Development of General Methodologies for the Synthesis of Solution Phase Libraries of HUN 7293 Analogues

Erwin Schrödinger Fellowship J 1911 Solution Phase Combinatorial Libraries of HUN-7293 Analogs Melitta BILBIAN 08.05.2000 Development of General Methodologies for the Synthesis of Solution Phase Libraries of HUN 7293 Analogs: The cyclic heptadepsipeptide HUN-7293 is a natural product isolated as a fungal metabolite. It represents a unique lead compound for a novel class of anti-inflammatory agents due to its potent inhibition of the expression of cell adhesion molecules VCAM-1, ICAM-1 and E-Selectin. This should prove especially effective in the therapy of the chronic disorders psoriasis, atopic dermatitis, allergic and irritant dermatitis or multiple sclerosis, which are characterised by cell adhesion molecule overexpression.

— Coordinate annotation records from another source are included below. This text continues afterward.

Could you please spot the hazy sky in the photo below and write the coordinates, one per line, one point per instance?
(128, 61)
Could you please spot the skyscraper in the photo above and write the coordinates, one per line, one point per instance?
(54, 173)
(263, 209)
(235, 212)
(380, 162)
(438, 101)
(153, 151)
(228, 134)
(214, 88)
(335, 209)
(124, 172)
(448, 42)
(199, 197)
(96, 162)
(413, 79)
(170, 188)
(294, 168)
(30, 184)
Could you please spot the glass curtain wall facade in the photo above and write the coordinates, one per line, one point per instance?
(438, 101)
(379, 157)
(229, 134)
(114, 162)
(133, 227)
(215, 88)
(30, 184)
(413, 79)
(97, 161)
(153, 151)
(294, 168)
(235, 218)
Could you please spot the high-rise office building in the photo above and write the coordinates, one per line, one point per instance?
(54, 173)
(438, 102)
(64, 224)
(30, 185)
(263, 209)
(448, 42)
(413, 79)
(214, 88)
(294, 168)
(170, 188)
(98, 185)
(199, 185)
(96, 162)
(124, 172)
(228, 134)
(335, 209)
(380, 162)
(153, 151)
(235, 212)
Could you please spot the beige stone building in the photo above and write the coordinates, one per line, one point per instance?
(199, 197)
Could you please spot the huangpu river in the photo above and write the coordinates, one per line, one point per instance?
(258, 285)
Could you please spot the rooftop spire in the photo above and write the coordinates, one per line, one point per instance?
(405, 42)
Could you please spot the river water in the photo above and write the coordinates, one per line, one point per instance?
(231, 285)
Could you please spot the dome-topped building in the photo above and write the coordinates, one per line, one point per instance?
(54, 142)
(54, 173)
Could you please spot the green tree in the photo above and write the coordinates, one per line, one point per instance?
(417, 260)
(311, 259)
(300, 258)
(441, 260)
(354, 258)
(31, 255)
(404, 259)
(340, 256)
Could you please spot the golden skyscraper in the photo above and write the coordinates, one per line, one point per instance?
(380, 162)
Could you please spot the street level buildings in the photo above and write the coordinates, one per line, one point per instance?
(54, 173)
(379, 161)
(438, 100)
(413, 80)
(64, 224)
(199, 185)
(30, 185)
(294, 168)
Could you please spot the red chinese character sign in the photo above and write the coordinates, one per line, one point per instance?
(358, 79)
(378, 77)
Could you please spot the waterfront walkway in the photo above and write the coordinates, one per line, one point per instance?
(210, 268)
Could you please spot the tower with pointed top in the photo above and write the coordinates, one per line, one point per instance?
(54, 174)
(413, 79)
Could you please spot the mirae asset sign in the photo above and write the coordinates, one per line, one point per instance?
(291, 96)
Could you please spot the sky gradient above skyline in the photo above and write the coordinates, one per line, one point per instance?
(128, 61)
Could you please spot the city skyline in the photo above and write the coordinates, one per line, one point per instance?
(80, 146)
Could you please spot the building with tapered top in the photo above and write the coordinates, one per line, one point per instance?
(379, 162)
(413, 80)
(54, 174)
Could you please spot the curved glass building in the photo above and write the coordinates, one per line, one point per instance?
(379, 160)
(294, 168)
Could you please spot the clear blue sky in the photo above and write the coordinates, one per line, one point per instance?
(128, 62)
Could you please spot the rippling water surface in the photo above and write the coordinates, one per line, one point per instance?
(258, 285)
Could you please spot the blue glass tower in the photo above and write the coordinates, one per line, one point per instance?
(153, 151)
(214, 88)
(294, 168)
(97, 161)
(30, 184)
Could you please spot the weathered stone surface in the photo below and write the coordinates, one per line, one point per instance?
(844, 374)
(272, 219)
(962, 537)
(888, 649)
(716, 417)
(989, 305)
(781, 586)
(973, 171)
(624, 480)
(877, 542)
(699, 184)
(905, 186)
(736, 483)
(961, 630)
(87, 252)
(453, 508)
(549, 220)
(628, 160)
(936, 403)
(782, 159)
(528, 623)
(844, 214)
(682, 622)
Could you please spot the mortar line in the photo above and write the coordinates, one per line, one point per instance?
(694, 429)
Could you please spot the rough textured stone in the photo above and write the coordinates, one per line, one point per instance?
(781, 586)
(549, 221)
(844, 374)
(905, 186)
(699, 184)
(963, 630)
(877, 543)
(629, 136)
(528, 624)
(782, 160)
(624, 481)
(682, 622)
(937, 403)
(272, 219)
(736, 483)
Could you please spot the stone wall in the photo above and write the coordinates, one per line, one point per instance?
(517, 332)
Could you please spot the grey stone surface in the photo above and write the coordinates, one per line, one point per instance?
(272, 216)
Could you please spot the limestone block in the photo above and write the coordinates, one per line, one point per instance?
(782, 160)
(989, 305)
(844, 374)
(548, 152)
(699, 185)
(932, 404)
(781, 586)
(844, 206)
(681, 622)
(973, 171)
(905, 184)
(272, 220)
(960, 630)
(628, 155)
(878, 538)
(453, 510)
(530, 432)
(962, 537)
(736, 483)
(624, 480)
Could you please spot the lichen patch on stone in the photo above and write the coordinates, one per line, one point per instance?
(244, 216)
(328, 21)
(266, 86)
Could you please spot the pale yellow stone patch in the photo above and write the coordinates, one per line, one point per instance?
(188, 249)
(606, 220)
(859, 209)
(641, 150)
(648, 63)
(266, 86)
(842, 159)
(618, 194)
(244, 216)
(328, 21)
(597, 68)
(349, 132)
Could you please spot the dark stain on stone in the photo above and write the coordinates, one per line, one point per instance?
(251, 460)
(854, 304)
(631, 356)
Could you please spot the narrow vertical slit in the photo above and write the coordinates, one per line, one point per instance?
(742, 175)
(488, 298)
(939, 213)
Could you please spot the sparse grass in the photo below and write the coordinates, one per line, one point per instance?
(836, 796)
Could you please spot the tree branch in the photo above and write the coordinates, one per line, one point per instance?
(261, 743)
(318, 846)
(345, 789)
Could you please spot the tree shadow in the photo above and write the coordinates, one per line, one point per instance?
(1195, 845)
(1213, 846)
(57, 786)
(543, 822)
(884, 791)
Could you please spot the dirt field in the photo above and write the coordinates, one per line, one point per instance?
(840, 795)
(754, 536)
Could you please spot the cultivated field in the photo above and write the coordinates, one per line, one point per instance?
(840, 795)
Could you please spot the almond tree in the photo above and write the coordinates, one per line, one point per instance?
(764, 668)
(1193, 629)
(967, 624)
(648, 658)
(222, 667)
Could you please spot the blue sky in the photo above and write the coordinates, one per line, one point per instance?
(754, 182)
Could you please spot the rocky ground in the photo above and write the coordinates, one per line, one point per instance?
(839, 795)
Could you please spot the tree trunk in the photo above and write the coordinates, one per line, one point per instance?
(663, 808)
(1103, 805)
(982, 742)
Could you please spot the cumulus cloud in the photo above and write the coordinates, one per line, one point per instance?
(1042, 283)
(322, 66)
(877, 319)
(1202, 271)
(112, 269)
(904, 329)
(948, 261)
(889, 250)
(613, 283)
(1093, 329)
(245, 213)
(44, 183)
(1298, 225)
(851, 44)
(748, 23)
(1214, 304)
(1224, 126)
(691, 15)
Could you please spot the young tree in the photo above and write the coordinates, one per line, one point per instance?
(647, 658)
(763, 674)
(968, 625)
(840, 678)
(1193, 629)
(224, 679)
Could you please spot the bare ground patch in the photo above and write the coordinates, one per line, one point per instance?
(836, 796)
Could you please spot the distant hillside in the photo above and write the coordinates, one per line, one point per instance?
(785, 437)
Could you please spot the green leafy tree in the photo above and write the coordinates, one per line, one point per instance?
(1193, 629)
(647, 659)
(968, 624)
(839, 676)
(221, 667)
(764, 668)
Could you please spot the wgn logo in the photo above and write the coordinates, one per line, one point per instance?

In this project, the parallel solution phase synthesis of an initial library of HUN-7293 analogs containing single point substituent changes at each site of the structure is planned. This is essential in defining the role of each subunit and substituent to optimise the biological activity and to eliminate the recently discovered side effects of HUN-7293. Furthermore, an efficient model for the structure activity relationship will be based on these results. Notably, these analogs are not available through modification of the natural product itself. The route for the convergent, parallel assembly will include the key steps of the recently completed first total synthesis of HUN- 7293. Using simple liquid/liquid or liquid/solid extraction techniques, a general method for the parallel convergent synthesis of a library in solution will be developed. Each amide bond coupling intermediate and final product of the family of the HUN-7293 analogs may be isolated yielding an initial library of >50 compounds (typically >90 % purity, 25 mg scale). This library will be subjected to an initial round of biological screening, which will provide insights into the structural requirements for active compounds and perform the basis for subsequent libraries.